Tabela 1 Os resultados da Tabela 1 estão representados graficamente na Figura 1.
As aves foram pesadas novamente no 21 - dia, isto é, um período de 7 dias após o desafio com Eimeria. Os resultados estão resumidos na Tabela 2. É observado um ganho de peso aumentado para o grupo D comparado aos Grupos B e C em que os produtos alimentícios são suplementados com betaína ou com protease. Novamente, uma combinação destes dois componentes leva a uma melhoria que é maior do que a soma dos efeitos dos componentes individuais.
Tabela 2 Os resultados apresentados na Tabela 2 estão representados graficamente na Figura 2.
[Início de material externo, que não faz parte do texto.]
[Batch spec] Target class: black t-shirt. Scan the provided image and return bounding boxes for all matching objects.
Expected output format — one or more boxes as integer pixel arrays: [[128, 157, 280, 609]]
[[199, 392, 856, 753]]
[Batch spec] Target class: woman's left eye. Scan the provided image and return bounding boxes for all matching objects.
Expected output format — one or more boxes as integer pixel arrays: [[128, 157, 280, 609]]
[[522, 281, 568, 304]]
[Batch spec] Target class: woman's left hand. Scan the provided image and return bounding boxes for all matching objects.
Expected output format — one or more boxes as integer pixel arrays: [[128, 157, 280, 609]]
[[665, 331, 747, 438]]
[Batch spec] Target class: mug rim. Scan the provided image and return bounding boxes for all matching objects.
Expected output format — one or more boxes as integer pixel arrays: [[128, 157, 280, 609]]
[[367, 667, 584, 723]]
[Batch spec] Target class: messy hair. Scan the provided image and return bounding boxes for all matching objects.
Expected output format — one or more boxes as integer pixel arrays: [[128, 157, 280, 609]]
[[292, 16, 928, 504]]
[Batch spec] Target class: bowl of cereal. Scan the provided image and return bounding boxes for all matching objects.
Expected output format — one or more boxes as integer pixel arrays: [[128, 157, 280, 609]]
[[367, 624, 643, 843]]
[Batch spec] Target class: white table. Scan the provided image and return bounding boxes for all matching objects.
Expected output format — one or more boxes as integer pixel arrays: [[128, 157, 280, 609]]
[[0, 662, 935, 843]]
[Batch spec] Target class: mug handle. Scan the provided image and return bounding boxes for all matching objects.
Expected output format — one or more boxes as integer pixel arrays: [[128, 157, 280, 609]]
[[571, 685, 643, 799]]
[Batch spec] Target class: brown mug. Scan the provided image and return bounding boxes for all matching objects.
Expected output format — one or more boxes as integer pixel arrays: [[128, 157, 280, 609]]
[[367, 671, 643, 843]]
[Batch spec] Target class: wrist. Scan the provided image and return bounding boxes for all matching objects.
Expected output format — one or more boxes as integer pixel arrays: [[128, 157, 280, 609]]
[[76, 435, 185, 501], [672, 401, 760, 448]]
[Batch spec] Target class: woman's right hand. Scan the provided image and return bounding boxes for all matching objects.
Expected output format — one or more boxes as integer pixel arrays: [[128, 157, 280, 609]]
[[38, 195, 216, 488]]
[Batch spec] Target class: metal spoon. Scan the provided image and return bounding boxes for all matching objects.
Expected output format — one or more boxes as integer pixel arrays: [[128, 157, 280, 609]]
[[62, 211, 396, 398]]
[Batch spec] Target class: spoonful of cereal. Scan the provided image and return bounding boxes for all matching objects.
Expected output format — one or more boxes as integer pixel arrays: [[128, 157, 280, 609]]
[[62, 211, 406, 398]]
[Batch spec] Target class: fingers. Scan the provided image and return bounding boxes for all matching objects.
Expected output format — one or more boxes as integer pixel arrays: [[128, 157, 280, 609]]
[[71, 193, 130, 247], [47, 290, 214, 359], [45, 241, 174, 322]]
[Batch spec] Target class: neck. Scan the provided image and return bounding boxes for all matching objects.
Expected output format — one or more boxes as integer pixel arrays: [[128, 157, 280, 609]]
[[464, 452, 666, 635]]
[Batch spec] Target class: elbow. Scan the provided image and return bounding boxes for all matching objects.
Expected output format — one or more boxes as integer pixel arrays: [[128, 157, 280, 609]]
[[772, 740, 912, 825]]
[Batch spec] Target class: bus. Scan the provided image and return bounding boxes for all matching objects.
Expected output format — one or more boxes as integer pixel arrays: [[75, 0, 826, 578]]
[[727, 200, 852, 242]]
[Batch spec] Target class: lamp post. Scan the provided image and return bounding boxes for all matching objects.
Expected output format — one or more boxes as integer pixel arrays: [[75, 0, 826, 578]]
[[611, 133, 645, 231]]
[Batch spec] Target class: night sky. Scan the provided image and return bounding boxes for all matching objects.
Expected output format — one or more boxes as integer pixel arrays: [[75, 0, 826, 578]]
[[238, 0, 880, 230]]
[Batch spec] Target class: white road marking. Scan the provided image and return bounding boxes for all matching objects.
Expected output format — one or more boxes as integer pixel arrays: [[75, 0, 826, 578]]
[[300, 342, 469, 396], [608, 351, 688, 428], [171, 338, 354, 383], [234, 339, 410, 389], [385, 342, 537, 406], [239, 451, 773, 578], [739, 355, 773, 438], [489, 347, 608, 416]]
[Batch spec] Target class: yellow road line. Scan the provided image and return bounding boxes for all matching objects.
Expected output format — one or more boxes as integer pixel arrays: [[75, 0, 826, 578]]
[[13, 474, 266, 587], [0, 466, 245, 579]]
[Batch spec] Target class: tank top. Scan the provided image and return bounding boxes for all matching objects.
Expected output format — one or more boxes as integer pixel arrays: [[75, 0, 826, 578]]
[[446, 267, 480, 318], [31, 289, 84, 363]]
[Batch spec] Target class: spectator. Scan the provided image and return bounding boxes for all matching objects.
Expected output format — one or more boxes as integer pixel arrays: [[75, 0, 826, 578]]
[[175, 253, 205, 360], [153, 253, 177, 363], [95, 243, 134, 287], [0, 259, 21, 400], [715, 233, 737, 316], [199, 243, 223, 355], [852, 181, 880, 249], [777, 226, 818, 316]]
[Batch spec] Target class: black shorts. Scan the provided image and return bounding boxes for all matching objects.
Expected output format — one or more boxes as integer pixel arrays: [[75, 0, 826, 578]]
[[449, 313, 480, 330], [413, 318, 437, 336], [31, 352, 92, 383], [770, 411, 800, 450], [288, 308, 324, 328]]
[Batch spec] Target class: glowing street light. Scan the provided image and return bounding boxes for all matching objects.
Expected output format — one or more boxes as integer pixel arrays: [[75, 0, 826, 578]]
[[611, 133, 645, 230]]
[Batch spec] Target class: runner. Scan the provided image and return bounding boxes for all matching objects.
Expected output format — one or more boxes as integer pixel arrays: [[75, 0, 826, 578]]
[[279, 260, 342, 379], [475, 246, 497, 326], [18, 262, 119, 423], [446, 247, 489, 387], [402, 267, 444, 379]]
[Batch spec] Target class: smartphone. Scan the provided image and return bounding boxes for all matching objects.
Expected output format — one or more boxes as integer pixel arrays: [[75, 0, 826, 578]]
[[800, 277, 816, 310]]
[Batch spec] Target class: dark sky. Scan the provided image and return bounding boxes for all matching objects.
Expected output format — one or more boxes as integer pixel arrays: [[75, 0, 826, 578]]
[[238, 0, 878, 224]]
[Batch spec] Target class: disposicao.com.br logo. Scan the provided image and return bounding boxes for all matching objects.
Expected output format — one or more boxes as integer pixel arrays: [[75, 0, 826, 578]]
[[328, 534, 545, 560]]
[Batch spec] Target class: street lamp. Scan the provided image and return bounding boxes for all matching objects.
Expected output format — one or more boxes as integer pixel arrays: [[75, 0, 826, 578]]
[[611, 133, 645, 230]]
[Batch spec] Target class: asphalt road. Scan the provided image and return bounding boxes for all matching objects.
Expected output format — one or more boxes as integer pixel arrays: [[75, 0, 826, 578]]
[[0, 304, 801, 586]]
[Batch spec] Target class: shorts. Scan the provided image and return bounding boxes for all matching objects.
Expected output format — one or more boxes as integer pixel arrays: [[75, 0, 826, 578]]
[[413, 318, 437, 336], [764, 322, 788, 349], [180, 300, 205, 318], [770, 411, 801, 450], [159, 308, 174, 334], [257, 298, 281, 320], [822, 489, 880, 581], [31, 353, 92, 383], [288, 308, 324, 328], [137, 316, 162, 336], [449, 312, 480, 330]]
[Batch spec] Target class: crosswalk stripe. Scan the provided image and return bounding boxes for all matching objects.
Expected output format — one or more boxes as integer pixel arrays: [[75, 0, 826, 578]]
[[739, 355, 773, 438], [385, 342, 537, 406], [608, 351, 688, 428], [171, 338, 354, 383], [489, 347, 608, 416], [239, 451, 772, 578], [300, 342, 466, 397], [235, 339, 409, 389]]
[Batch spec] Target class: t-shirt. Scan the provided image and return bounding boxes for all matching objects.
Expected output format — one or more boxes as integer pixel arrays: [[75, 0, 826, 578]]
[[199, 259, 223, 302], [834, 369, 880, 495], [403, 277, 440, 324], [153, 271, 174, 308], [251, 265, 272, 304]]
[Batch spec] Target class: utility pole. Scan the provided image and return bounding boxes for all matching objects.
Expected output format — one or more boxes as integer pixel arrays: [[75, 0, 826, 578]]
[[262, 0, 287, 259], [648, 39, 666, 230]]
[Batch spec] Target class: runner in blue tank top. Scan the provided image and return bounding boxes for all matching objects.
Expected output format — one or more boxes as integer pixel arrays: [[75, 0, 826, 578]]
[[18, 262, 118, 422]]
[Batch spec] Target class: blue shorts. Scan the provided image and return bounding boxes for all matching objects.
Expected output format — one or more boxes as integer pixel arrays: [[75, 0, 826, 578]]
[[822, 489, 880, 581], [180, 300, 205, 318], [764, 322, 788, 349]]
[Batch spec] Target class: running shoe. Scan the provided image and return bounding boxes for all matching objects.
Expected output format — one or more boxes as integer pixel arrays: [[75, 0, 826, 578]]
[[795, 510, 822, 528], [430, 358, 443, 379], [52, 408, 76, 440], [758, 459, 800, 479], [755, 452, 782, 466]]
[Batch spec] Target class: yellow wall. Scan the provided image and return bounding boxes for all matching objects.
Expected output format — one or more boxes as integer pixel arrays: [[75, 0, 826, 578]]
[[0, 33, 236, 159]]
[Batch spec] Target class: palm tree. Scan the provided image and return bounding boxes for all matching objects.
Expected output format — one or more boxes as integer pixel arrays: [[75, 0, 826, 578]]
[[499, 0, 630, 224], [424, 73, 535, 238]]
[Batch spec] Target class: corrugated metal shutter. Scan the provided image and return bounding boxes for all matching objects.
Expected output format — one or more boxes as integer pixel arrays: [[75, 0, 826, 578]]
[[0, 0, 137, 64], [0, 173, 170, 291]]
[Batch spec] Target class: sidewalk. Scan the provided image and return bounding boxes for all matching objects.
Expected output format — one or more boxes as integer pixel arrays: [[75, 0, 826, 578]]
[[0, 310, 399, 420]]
Exemplo 2 Foi investigada a atividade de uma combinação de betaína e da protease utilizada no Exemplo 1 sobre a infecção do Clostridium perfringens neste Exemplo. O produto alimentício utilizado foi o Produto Alimentício Final como descrito no Exemplo 1. (a) Procedimento geral: 12 galinhas cada uma de 21 dias de idade foram divididas em 3 grupos separados, E, F e G, cada um de 4 aves. O grupo E foi exposto a um desafio com Eimeria maxima, o Grupo F a um desafio com Clostridium perfringens e o Grupo G a um desafio duplo simultâneo com Eimeria e Clostridium perfringens. O gene da α-toxina do C. perfringens foi detectado do DNA microbiano total como a seguir: o DNA microbiano total do ceco foi submetido a PCR com iniciadores projetados de acordo com a sequência de nucleotídeos conhecida do gene da α-toxina de C. perfringens. A seqüência dos iniciadores da α-toxina e as condições para a realização da reação da PCR são descritas por Songer e de Meer em Am. J. Vet. Res. 1997 Julho; 58(7), pp 702-705. (b) Resultados A banda intensa na faixa 3 do gel exibida na Figura 3 indica a presença do gene da α-toxina do C. perfringens endógeno no animal. A ausência de tais bandas nas faixas 2 e 4 mostra que o desafio com Eimeria é um pré-requisito essencial para que a infecção por C. perfringens sofra uma interrupção. Sem desejar estar ligado a qualquer teoria, acredita-se que o desafio com Eimeria reduza os níveis normais de protease no intestino o que então diminui a captação de nutrientes nas regiões superiores do intestino e resulta em níveis aumentados de proteínas (e assim condições de crescimento melhoradas para C. perfringens) no íleo. Um aspecto adicional que poderia ser significante é o efeito do desafio com Eimeria sobre o sistema imunológico do animal hospedeiro. É provável que a resposta imuno-lógica para um desafio com C. perfringens esteja enfraquecida quando o sistema imunológico já está preocupado com um desafio com Eimeria.
Uma comparação das faixas 6 e 7 na Figura 3 mostra que a banda que é indicativa do gene da α-toxina de C. perfringens seja somente observada para o tratamento com a protease sozinha (faixa 6) mas não para o uso combinado da betaína e da protease (faixa 7). É além disso um conhecimento geral comum na arte que a betaína como tal não é eficiente contra um desafio com C. perfringens. Assim, pode ser inferido que a combinação da betaína e da protease é eficiente contra a infecção por C. perfringens enquanto que o uso da protease ou da betaína individualmente não resulta na infecção por Clostridium sendo tratada eficientemente.